Pierre Bonnard, The White Interior, 1932

There is always color, it has yet to become light.

Pierre Bonnard

It’s not just the colors that radiate in a Bonnard; there’s also the heat of mixed emotions, rubbed into smoothness, shrouded in chromatic veils and intensified by unexpected spatial conundrums and by elusive, uneasy figures.

Roberta Smith

Roberta Smith’s review of Pierre Bonnard: The Late Interiors at the Metropolitan Museum of Art makes an intriguing connection between color and time. “As we move from canvas to canvas,” she writes, “we feel the days pass and time stand still. Everything moves around, but nothing changes.” As Bonnard’s vessel for light, color conveys the moment between time and timelessness, stillness and action, then…and now. We don’t look into the future in these paintings, but poise ourselves between past and present. Reflection and reaction merge. Meditation and motion blur.
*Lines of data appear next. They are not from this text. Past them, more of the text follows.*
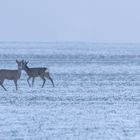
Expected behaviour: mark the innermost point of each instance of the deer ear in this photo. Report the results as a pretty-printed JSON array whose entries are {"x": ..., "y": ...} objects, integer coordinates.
[{"x": 17, "y": 61}]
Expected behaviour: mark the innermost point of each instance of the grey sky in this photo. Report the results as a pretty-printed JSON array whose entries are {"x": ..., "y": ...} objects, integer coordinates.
[{"x": 70, "y": 20}]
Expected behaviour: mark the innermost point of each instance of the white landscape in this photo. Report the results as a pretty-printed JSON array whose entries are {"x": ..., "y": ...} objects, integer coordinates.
[{"x": 96, "y": 94}]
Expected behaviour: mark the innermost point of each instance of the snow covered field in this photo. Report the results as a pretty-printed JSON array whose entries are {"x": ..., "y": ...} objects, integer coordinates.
[{"x": 96, "y": 94}]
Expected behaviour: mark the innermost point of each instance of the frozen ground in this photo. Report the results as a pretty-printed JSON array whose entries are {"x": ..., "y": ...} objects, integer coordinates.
[{"x": 97, "y": 93}]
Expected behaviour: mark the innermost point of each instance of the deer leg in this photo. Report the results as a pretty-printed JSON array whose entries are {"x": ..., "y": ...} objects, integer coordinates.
[
  {"x": 33, "y": 81},
  {"x": 1, "y": 83},
  {"x": 44, "y": 80},
  {"x": 15, "y": 81},
  {"x": 28, "y": 81},
  {"x": 48, "y": 76}
]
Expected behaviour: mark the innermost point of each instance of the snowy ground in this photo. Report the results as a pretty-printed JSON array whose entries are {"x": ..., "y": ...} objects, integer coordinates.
[{"x": 96, "y": 97}]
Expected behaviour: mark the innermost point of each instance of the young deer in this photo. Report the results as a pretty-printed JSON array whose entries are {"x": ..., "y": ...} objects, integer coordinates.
[
  {"x": 37, "y": 72},
  {"x": 11, "y": 74}
]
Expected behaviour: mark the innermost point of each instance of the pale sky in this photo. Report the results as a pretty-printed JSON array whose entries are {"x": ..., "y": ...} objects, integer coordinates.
[{"x": 70, "y": 20}]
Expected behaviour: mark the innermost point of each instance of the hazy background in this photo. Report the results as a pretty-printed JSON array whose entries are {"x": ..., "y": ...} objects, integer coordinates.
[{"x": 70, "y": 20}]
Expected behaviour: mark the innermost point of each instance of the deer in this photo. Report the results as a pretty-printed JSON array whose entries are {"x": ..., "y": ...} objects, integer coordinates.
[
  {"x": 34, "y": 72},
  {"x": 6, "y": 74}
]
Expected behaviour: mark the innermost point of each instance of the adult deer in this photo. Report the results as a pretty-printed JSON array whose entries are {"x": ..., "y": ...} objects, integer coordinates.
[
  {"x": 41, "y": 72},
  {"x": 11, "y": 74}
]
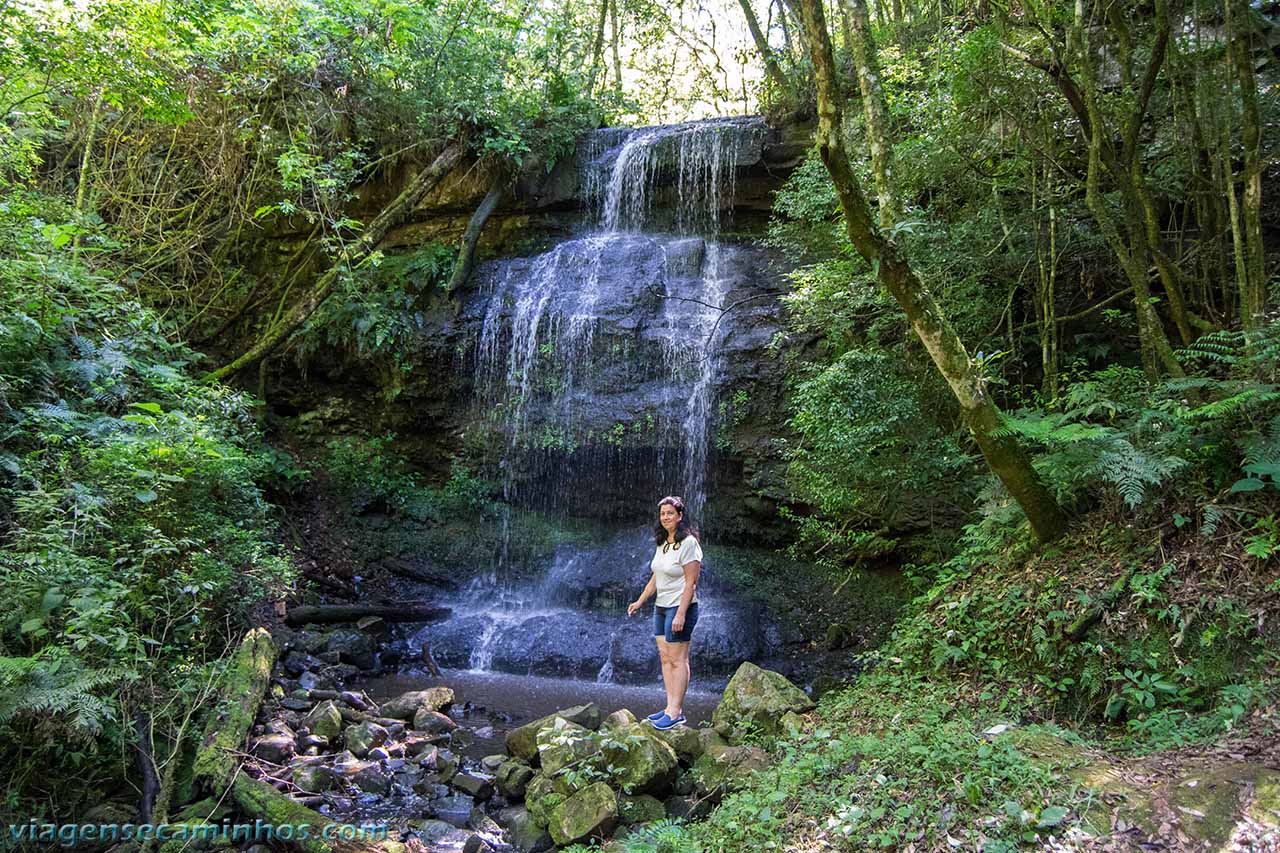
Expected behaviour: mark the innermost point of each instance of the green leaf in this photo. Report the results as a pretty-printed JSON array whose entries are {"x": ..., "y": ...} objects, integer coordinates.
[{"x": 1052, "y": 816}]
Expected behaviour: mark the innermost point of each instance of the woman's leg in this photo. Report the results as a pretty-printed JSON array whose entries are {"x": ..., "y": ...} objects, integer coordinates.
[
  {"x": 679, "y": 679},
  {"x": 667, "y": 670}
]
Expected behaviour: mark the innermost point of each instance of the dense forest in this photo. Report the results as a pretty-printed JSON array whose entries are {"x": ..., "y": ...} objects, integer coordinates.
[{"x": 336, "y": 334}]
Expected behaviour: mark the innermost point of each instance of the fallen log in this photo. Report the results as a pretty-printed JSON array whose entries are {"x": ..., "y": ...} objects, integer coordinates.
[
  {"x": 218, "y": 767},
  {"x": 329, "y": 614}
]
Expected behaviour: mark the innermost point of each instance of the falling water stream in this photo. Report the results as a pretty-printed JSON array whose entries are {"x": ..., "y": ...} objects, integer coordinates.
[{"x": 608, "y": 336}]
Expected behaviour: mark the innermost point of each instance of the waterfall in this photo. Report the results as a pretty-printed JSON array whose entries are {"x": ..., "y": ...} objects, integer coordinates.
[
  {"x": 594, "y": 369},
  {"x": 542, "y": 361}
]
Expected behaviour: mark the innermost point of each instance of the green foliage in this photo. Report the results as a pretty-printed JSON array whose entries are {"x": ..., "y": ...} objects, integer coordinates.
[
  {"x": 894, "y": 761},
  {"x": 133, "y": 527},
  {"x": 868, "y": 452}
]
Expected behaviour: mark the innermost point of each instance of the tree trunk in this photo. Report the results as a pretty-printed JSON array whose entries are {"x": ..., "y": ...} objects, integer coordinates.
[
  {"x": 771, "y": 64},
  {"x": 617, "y": 56},
  {"x": 981, "y": 415},
  {"x": 1255, "y": 295},
  {"x": 598, "y": 50},
  {"x": 86, "y": 165},
  {"x": 359, "y": 251},
  {"x": 467, "y": 247},
  {"x": 874, "y": 109},
  {"x": 330, "y": 614}
]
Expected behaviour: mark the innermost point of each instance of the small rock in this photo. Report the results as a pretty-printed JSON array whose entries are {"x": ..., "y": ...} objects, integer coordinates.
[
  {"x": 371, "y": 779},
  {"x": 476, "y": 785},
  {"x": 362, "y": 737},
  {"x": 406, "y": 705},
  {"x": 433, "y": 723},
  {"x": 324, "y": 720},
  {"x": 277, "y": 748},
  {"x": 455, "y": 810},
  {"x": 522, "y": 833},
  {"x": 590, "y": 812},
  {"x": 476, "y": 844},
  {"x": 513, "y": 778}
]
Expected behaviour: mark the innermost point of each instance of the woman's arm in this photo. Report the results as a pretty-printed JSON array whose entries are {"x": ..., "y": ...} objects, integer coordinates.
[
  {"x": 649, "y": 589},
  {"x": 691, "y": 571}
]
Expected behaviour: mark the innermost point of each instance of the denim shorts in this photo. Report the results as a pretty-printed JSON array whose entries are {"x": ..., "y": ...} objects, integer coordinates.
[{"x": 663, "y": 616}]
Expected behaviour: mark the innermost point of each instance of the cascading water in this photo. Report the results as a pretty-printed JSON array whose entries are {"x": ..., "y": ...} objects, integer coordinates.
[{"x": 595, "y": 366}]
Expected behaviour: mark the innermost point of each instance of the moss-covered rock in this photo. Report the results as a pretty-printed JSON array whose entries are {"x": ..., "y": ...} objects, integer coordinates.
[
  {"x": 755, "y": 699},
  {"x": 522, "y": 831},
  {"x": 727, "y": 767},
  {"x": 590, "y": 812},
  {"x": 522, "y": 742},
  {"x": 640, "y": 808},
  {"x": 513, "y": 778},
  {"x": 563, "y": 743},
  {"x": 362, "y": 737},
  {"x": 688, "y": 743},
  {"x": 542, "y": 796},
  {"x": 641, "y": 761}
]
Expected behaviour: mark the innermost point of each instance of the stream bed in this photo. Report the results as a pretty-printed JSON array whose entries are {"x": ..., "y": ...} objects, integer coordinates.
[{"x": 489, "y": 705}]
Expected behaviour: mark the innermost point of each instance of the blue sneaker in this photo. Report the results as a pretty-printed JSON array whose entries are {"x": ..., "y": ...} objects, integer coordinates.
[{"x": 667, "y": 723}]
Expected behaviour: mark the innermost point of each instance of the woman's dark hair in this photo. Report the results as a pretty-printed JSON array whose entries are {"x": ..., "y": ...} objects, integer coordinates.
[{"x": 684, "y": 528}]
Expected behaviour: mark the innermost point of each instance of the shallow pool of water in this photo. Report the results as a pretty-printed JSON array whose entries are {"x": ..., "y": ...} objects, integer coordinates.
[{"x": 492, "y": 703}]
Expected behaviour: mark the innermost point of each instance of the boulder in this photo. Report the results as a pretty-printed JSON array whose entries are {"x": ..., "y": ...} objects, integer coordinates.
[
  {"x": 437, "y": 833},
  {"x": 433, "y": 723},
  {"x": 620, "y": 717},
  {"x": 686, "y": 743},
  {"x": 640, "y": 808},
  {"x": 522, "y": 742},
  {"x": 315, "y": 779},
  {"x": 476, "y": 844},
  {"x": 565, "y": 743},
  {"x": 362, "y": 737},
  {"x": 522, "y": 833},
  {"x": 455, "y": 810},
  {"x": 641, "y": 761},
  {"x": 406, "y": 705},
  {"x": 755, "y": 699},
  {"x": 277, "y": 748},
  {"x": 513, "y": 778},
  {"x": 542, "y": 797},
  {"x": 689, "y": 808},
  {"x": 373, "y": 780},
  {"x": 479, "y": 787},
  {"x": 590, "y": 812},
  {"x": 324, "y": 720},
  {"x": 727, "y": 767}
]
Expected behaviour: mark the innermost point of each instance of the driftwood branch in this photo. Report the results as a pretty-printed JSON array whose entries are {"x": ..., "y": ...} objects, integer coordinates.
[{"x": 330, "y": 614}]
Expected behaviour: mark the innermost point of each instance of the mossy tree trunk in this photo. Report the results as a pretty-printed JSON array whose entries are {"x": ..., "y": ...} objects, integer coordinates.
[
  {"x": 467, "y": 247},
  {"x": 1006, "y": 459}
]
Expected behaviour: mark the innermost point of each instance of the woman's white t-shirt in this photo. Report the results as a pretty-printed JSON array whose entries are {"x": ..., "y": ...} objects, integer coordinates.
[{"x": 668, "y": 569}]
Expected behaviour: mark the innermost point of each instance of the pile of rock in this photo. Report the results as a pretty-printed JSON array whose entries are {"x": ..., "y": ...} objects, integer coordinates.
[
  {"x": 572, "y": 775},
  {"x": 581, "y": 775}
]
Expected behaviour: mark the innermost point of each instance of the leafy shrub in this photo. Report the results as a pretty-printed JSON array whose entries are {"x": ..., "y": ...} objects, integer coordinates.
[{"x": 132, "y": 520}]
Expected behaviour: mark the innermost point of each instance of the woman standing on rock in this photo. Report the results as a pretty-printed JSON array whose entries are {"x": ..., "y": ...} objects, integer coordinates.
[{"x": 676, "y": 561}]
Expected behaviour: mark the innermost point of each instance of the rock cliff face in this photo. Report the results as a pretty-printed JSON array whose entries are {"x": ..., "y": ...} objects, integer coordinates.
[{"x": 616, "y": 336}]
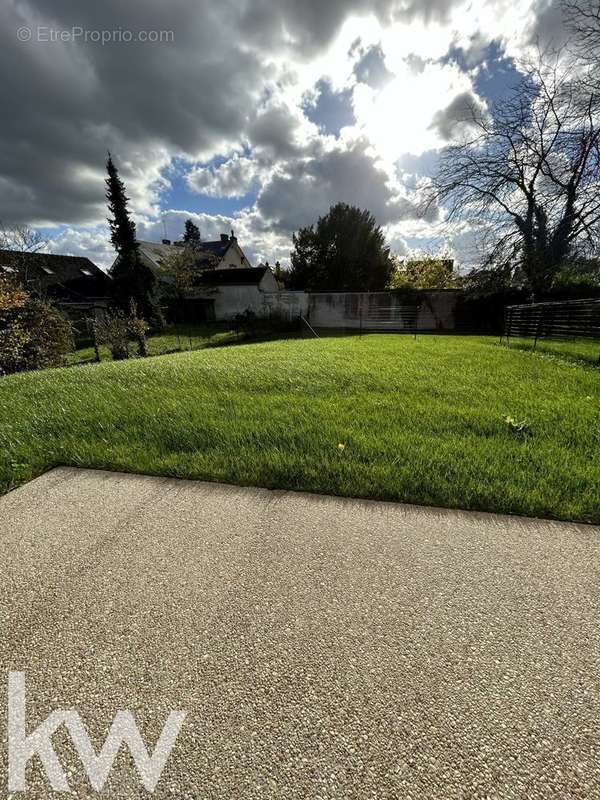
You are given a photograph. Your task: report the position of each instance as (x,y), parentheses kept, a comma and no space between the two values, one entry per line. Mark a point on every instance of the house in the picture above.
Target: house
(222,294)
(224,253)
(226,285)
(75,284)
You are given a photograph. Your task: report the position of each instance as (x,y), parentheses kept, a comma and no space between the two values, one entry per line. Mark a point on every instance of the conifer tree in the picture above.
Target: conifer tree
(133,281)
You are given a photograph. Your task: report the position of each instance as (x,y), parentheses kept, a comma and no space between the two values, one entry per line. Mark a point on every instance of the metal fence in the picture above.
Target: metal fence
(388,318)
(567,320)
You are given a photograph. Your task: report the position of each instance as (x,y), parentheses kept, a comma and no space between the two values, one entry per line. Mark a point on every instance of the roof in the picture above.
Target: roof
(243,276)
(67,278)
(210,252)
(157,251)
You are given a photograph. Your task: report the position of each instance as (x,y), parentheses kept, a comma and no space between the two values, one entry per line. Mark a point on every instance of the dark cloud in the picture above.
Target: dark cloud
(309,187)
(330,110)
(65,104)
(457,118)
(371,69)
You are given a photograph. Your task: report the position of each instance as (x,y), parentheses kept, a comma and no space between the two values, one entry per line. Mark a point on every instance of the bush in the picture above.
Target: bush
(33,334)
(113,330)
(116,330)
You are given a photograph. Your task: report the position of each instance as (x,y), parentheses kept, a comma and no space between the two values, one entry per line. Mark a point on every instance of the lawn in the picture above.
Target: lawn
(587,350)
(172,339)
(382,416)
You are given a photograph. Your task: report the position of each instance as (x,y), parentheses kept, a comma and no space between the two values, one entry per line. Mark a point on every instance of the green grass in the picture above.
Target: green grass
(586,350)
(172,339)
(420,421)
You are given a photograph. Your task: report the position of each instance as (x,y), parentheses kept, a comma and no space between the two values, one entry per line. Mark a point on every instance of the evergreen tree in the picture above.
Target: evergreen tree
(345,251)
(191,237)
(133,281)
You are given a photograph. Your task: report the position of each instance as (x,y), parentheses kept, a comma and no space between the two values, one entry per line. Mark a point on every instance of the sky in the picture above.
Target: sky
(251,115)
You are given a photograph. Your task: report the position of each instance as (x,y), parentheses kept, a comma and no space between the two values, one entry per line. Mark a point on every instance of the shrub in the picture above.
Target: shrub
(116,330)
(33,334)
(113,330)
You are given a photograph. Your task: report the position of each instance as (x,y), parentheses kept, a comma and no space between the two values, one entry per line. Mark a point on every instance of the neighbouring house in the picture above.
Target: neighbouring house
(227,284)
(74,283)
(222,294)
(223,253)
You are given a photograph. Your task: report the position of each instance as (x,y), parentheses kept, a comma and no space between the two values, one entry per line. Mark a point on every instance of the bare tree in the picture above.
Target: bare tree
(529,173)
(582,18)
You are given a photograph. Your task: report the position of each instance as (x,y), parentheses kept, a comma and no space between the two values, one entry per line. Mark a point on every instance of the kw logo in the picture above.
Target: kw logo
(22,747)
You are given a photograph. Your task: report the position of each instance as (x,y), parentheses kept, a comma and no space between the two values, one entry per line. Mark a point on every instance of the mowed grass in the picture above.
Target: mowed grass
(170,340)
(382,416)
(585,350)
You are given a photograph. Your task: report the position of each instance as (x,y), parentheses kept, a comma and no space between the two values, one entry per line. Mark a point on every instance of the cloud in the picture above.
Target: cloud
(458,117)
(347,173)
(371,69)
(233,178)
(228,101)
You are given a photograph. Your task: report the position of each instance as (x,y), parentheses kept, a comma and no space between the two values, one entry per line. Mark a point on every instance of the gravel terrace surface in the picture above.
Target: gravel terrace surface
(322,647)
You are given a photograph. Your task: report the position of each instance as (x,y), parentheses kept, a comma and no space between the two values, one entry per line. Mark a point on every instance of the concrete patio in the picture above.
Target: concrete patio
(322,647)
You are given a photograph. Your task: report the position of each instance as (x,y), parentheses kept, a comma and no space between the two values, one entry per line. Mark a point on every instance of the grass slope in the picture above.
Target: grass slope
(419,421)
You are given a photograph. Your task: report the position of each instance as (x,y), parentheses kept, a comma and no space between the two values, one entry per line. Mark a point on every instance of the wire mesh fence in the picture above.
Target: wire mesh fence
(566,321)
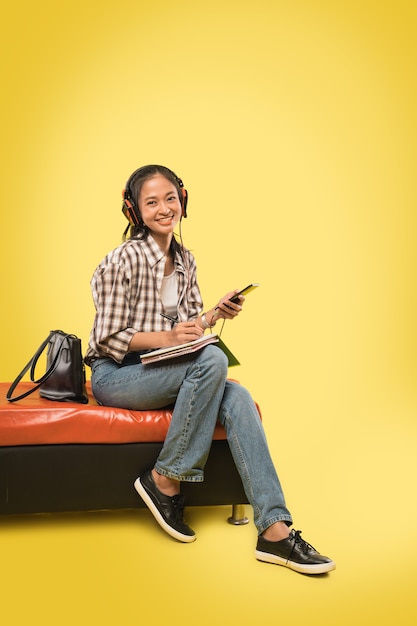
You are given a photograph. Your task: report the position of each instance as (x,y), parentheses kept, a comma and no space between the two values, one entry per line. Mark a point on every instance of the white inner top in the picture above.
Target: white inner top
(169,294)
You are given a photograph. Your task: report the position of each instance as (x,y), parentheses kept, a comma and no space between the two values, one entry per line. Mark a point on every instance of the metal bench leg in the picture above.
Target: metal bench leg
(238,517)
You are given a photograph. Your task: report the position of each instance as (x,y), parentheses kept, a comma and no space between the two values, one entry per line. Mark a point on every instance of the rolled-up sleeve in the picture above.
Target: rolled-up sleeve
(112,333)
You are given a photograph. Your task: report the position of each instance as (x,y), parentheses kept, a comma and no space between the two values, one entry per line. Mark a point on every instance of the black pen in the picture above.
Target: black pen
(168,317)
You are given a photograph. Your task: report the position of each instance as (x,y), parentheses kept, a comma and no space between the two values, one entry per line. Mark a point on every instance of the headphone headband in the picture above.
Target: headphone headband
(130,207)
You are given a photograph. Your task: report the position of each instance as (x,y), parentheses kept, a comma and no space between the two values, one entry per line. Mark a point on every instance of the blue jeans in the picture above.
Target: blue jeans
(197,388)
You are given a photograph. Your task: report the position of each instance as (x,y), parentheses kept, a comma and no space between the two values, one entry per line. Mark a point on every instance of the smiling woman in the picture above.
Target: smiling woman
(137,290)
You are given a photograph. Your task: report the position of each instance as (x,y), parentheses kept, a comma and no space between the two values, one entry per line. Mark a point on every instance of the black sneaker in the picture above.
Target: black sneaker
(294,553)
(167,510)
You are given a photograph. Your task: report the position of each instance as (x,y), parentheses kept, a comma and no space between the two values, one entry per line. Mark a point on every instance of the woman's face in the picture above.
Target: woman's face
(159,205)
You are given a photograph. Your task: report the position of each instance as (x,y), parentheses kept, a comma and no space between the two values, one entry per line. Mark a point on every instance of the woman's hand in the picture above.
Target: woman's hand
(225,309)
(183,332)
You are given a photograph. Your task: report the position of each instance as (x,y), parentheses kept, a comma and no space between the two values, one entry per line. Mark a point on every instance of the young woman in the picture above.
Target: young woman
(146,297)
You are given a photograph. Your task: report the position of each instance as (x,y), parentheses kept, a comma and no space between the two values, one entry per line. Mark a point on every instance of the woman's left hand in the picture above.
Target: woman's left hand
(226,309)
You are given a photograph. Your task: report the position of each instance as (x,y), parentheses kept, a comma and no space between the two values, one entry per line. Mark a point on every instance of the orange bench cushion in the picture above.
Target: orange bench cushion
(37,421)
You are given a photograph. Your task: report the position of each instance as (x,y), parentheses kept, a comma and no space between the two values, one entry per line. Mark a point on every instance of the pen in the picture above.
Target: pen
(168,317)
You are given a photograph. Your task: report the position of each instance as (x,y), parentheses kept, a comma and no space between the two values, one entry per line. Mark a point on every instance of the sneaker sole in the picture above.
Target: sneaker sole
(158,517)
(320,568)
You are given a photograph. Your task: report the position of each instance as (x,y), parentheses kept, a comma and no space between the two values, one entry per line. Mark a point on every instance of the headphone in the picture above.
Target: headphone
(131,209)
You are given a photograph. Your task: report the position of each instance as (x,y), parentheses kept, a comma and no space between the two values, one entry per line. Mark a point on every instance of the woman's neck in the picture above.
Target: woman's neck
(164,242)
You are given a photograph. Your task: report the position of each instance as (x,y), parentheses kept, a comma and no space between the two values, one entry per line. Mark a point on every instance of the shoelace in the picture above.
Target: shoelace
(304,546)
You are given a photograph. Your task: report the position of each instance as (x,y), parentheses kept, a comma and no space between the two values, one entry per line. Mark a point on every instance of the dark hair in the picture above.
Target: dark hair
(134,186)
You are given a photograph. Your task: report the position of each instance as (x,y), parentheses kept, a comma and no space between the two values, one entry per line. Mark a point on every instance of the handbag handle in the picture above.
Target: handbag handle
(32,365)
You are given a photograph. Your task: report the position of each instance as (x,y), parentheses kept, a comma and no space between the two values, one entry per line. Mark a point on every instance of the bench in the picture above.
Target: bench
(67,457)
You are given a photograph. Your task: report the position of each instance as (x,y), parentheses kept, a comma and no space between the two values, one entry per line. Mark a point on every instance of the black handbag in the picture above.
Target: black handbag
(64,379)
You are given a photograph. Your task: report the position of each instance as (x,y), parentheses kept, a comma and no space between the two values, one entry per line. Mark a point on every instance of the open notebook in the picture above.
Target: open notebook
(187,348)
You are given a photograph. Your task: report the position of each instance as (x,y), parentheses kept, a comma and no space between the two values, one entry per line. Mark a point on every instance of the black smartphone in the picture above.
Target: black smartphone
(243,292)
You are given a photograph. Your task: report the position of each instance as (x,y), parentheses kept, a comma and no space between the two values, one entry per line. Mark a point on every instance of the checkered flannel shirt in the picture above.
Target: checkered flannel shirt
(126,290)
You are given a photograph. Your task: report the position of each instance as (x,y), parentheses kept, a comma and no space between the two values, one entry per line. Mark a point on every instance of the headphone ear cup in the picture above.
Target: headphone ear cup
(129,211)
(184,201)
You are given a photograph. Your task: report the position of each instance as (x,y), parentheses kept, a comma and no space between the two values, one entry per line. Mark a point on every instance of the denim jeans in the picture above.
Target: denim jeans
(197,388)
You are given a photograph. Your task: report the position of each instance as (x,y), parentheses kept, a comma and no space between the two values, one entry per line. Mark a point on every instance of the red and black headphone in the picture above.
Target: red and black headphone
(130,208)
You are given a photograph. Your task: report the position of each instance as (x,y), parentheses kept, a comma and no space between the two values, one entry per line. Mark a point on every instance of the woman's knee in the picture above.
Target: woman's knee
(214,358)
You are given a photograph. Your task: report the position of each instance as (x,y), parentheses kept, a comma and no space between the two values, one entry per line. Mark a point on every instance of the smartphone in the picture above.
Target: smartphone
(243,292)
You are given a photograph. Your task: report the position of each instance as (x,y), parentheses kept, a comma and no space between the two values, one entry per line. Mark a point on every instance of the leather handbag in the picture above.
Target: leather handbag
(64,379)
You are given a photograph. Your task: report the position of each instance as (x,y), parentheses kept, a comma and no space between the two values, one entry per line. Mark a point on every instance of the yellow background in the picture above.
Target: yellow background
(292,124)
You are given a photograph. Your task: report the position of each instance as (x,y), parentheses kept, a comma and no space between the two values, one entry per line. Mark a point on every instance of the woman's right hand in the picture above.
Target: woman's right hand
(183,332)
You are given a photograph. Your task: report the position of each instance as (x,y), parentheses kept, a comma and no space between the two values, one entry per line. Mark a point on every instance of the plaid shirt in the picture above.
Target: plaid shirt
(126,290)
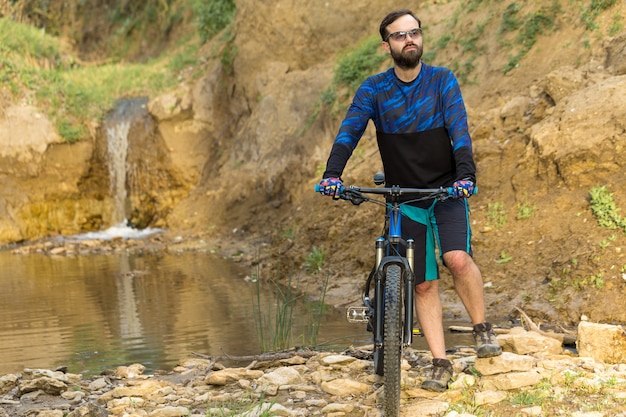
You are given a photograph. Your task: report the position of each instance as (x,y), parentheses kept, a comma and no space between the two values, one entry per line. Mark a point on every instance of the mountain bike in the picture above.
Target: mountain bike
(389,311)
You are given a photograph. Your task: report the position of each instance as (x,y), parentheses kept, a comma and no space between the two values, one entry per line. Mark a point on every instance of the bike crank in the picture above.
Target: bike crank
(357,314)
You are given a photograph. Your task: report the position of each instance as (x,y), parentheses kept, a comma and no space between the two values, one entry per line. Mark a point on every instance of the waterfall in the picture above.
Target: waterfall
(117,143)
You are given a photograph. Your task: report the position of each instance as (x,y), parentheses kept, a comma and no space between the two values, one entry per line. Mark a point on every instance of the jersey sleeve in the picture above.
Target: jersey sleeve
(351,130)
(455,118)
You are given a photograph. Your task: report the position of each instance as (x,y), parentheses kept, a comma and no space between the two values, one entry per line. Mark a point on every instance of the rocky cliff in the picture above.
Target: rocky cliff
(234,156)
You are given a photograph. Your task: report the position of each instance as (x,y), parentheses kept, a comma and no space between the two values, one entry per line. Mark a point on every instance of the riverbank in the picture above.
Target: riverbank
(533,377)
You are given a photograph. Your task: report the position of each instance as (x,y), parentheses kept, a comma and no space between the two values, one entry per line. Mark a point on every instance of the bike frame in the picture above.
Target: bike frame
(386,246)
(393,310)
(388,249)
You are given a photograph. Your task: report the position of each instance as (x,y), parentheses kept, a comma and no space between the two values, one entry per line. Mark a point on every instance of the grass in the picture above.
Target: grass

As Smith evocatively notes: “The time in the paintings is also deepened by furtive movements and rustlings, mostly thanks to Bonnard’s figures. They often seem to shift about, partly because we can look right at them for a while before we actually see them. Our shock that they have been there all along, or have just arrived, somehow prolongs the painting into an event.” An event occurs, or does it? Or did it? Something mysterious happens in these paintings as nothing happens. There aren’t any stories, really. Only a flash—a pause, caesura, a blink—as color becomes light and time turns into space.